После чаю Любовь Ивановна опять уходят в себя, спрячутся с головой, ручками, ножками, как улитка в свою ракушечку, затихнут, затаятся, -- и слышно только, как они тихонечко ходят по комнатам, как запертая в клетке птичка, или шелестят листочками книжки и вздыхают, вздыхают...
Ах, как же изводили меня эти тяжкие вздохи Любови Ивановны! Они вздыхали даже во сне, и мне казалось ночью, что весь дом наполнен этими вздохами, что вздыхают стены, и полы, и мебель. И у меня самого спирало от тоски в груди и хотелось вот так же тяжко вздыхать...
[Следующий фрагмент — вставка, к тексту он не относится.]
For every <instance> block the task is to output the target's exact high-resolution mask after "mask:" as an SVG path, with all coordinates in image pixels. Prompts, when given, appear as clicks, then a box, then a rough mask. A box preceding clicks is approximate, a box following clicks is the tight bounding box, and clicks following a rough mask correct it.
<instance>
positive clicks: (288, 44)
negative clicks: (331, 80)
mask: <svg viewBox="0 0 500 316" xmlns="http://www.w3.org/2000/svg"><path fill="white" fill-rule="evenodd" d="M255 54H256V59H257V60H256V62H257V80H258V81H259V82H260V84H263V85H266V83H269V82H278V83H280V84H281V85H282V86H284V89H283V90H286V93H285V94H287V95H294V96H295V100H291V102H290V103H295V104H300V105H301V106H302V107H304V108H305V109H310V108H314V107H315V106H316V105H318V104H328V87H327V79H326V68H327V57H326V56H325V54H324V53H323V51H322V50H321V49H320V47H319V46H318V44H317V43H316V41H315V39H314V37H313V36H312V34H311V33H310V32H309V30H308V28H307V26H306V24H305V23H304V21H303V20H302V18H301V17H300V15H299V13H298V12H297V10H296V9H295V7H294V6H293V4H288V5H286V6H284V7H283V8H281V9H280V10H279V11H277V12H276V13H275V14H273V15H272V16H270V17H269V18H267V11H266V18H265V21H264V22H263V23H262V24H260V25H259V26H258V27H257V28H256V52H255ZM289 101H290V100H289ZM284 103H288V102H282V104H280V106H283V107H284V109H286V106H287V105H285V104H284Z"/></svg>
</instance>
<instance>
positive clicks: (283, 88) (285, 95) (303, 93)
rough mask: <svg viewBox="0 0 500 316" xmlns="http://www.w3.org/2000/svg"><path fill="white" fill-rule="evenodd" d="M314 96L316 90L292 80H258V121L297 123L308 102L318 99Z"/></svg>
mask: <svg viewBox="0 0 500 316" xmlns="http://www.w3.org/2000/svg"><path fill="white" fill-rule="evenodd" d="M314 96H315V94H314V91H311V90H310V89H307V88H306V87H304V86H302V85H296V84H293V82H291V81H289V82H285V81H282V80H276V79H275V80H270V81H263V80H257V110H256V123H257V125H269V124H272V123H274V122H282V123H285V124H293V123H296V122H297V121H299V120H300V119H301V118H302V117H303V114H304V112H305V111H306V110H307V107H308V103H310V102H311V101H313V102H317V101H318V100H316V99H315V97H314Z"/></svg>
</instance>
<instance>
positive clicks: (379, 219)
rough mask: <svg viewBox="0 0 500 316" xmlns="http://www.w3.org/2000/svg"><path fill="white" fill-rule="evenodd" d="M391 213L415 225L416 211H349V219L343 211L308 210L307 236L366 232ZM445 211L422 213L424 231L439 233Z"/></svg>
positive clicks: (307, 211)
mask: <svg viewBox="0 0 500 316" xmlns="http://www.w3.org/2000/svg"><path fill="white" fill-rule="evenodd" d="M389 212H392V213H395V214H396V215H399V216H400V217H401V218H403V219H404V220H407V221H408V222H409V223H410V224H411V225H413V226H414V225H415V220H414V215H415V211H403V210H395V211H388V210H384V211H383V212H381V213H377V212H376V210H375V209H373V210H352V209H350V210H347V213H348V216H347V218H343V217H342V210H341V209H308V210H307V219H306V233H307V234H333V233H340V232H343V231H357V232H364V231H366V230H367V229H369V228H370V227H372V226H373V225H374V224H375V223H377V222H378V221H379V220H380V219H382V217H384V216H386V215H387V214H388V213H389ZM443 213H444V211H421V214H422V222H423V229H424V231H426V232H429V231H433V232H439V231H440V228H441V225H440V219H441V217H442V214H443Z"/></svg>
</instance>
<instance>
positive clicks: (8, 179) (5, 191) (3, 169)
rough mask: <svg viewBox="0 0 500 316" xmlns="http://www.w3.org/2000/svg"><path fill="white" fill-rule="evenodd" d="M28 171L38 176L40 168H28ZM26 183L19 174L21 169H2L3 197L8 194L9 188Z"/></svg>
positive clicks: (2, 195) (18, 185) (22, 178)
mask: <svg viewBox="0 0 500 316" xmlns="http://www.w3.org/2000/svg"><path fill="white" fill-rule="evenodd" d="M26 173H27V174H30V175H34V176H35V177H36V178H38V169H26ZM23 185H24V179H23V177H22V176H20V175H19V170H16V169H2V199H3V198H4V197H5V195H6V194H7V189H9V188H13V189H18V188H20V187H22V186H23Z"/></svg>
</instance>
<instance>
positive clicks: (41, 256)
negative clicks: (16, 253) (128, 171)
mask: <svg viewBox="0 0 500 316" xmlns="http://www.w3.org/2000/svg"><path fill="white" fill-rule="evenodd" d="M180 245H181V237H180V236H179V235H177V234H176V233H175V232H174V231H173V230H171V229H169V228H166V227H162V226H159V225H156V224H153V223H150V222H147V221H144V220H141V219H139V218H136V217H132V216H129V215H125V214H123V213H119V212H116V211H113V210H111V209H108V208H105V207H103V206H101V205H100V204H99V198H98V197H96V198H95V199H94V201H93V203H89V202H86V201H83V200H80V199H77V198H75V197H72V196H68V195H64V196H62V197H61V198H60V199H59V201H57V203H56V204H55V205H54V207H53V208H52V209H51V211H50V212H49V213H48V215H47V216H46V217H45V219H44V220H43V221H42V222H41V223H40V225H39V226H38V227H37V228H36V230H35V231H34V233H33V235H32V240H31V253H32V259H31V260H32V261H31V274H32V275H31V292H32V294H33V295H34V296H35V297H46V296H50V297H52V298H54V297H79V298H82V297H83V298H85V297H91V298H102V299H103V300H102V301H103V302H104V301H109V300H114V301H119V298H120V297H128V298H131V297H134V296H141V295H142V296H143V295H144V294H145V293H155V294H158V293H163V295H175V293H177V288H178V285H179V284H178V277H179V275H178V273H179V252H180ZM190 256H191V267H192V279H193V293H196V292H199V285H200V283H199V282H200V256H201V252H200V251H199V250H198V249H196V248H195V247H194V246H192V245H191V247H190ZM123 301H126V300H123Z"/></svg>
А в праздники, когда лабаз был закрыт и мне некуда было идти и приходилось оставаться дома весь день, с глазу на глаз с Любовью Ивановной, -- тут уж мне совсем приходилось тошно. И любил же я их, Боже мой, как любил, жизни своей не пожалел бы для них, душу и тело отдал бы на растерзание за один только волосок с их головки, -- а сидеть с ними вдвоем было так тяжко, такой мукой, что и рассказать нельзя. Временами сдавалось мне, что это я жизнь их погубил и счастья лишил -- и мне стыдно было смотреть им в глаза, а хотелось валяться у их ножек, биться головой об пол и просить прощения; а следом за этим уже думалось, что они изломали мою жизнь, замучили меня тоской и унижением, -- и обида сосала мне сердце, и с языка рвались горькие, жестокие слова...
Но не осмеливался я ни просить прощения, ни обиду свою высказывать, а только сидел, понурившись, и тосковал в молчании...
VI.
Любовь Ивановна, видно было, замечали мое томление. Иногда подойдут и скажут;
-- Пошли бы вы, Кирилла Иваныч, в гости куда-нибудь, или хоть к папаше, в шашки поиграть. Тут вам со мною скучно.
Папаша со мной всегда были добрые и обходительные; только иногда больно мне делали своей шуткой, которую они любили при встрече повторять, как будто нарочно, чтобы поиздеваться:
-- Ну, что, Кирилла, скажут, когда внуком меня подаришь?..
Однако, я не обижался. Где им было знать о том, что происходило между мной и ихней дочерью!..
А во всем прочем ни на что пожаловаться не могу. Любил я очень их игру на гитаре. Играют они всегда самое жалостное и грустное, а я сижу, слушаю, и мне кажется, что это вот моя душа плачет и жалуется, -- слезы так и набегают на глаза. Уж я отворачиваюсь и смахиваю их, чтобы никто не видел, а они все бегут и бегут, и ничем их не удержать. И я говорю, чтобы не подумали, что я плачу.